Twitterのタイムラインを眺めていると、2日ほど前から、コインテレグラフが2018年10月26日に報じた記事へのリンクとともに、「中国でビットコインが財産として認められた」というニュースが流れてきました。
ALISの阿悉さんの記事を基に、僕の記事でもたびたび触れていますが、中国では「仮想通貨」と「ブロックチェーン」を分けて考える「币链分离」が徹底されていて、中国政府の仮想通貨に対する警戒感の強さはよく知られています。
実際に仮想通貨取引所の締め出しやICOの禁止などを進めている中国にあって、今回のニュースはTwitter上で注目されたようです。

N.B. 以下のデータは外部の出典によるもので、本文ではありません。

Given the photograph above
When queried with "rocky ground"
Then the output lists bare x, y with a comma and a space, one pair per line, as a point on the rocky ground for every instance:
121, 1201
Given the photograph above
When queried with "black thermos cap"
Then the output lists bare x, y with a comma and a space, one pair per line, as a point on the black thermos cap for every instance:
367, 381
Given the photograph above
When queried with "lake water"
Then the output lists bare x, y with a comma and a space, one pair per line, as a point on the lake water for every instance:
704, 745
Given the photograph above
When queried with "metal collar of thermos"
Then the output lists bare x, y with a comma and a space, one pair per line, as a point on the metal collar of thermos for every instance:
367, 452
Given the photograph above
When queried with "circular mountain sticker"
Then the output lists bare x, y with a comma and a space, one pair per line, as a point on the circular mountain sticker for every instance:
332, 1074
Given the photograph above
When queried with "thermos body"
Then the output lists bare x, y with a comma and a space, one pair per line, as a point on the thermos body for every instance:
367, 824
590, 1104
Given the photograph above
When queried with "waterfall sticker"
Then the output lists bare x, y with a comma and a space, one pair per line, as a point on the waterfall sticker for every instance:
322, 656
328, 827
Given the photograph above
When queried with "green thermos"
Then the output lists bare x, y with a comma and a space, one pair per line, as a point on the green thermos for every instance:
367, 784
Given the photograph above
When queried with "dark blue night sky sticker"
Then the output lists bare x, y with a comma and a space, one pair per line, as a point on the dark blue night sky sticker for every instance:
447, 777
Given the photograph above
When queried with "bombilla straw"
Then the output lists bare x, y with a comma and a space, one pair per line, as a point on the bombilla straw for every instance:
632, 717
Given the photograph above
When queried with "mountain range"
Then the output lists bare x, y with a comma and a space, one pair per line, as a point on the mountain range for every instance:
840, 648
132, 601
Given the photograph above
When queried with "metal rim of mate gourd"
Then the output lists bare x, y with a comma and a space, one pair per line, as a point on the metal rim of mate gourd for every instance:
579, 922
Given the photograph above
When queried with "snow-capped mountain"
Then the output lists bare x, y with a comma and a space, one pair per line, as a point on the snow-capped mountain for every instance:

こういったニュースが流れたときには、なるべく現地の情報を参照して自分なりの知見を蓄積するようにしていますので、その一端を少し書き留めておきたいと思います。
・深圳国際仲裁院が出した判断の原文は?
・今回の判断が中国全体の方針を変える可能性は?
・タイムリーな情報についてもソースの確認が大切ですね
冒頭に挙げたコインテレグラフの記事には、深圳国际仲裁院(深圳国際仲裁院、SCIA)が微信(WeChat)の公式アカウントに掲載した判断の原文へのリンクが貼られています。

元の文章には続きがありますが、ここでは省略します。